Jing unveiled today. We're thrilled to have started it up, like, a couple of months early, but we're really thrilled to have it up and running. What are your thoughts on that study? How do you think about enrollment and what we're going to learn from that study?

Ania Jastreboff
Professor, Director of Yale Obesity Research Center, Yale School of Medicine

Yeah, I mean, I think it's, it's incredibly important, critically important. We need to know the answers to these, you know, to, to these questions. And I think in terms of enrollment, at least what I see from, from my site, is that there's like 30, 40, 50 people for every spot. Meaning that... I mean, and, and people will just, like, call my cell phone. I don't know how they get my phone number, but anyway, they'll just call my cell phone, and they're like, and part of it is, you know, people see these transformations and people's lives and health being transformed, and they wanna be part of that. And so they're clamoring to get into these trials. So we, you know, in, in most of the trials that I do, we recruit extremely quickly.

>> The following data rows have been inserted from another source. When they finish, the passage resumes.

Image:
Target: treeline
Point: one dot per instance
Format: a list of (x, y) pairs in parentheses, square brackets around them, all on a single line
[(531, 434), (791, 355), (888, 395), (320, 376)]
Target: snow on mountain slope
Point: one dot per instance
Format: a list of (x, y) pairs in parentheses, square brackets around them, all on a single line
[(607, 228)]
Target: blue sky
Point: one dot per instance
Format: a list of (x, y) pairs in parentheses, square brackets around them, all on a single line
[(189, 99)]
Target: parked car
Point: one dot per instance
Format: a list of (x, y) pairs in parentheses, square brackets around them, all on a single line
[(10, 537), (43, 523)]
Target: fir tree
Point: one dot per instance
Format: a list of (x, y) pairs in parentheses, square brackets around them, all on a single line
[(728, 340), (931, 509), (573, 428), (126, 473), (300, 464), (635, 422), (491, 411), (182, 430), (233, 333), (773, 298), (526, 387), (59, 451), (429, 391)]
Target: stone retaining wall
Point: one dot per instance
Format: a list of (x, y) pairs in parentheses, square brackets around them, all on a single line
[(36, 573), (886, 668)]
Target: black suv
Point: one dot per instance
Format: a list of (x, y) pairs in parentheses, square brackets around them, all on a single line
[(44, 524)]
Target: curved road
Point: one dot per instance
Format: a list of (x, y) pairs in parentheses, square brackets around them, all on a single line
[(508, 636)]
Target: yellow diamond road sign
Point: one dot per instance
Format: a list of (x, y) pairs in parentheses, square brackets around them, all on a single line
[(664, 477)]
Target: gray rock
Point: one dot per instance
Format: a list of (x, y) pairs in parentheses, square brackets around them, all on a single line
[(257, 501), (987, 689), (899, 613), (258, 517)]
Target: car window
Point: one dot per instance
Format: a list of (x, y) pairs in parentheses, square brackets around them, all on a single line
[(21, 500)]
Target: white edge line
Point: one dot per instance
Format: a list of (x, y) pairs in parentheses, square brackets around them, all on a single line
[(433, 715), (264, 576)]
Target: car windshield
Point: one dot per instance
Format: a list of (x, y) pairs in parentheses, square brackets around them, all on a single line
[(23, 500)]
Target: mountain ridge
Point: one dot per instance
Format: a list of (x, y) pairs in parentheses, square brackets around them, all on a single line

You know, and I think people are excited.

Edward Miles
CFO and COO, Scholar Rock

Great. Thank you. We are at time. I'd like to thank the crew here for the Q&A, and have Jay come up and provide some closing remarks. Thank you.

Jay Backstrom
CEO, Scholar Rock

Yes. Well, first and foremost, I'm really grateful and thankful for Dr. Castro and Dr. Ania for joining today. I hope you found that very informative. Thank you for your attention. You know, I said, "Leave with three things in mind," and so I'm gonna give you the three things in mind, so you definitely leave with that. You heard from us. We believe selectivity really does matter with TGF- beta biology. We think we're very good at that, so that's a key point. I like where our strategy has taken us. I think it gives us great opportunity to go forward. But I hope you also agree with me that the team that was assembled here today is first class. We've got a really experienced team that's driving the company.

I feel very good about where we are, and I look forward to doing some additional questions if you need to. We have a lunch upstairs. If you can join us, please do. But once again, on behalf of all of us and all the employees at Scholar Rock, thank you for your attention and your interest.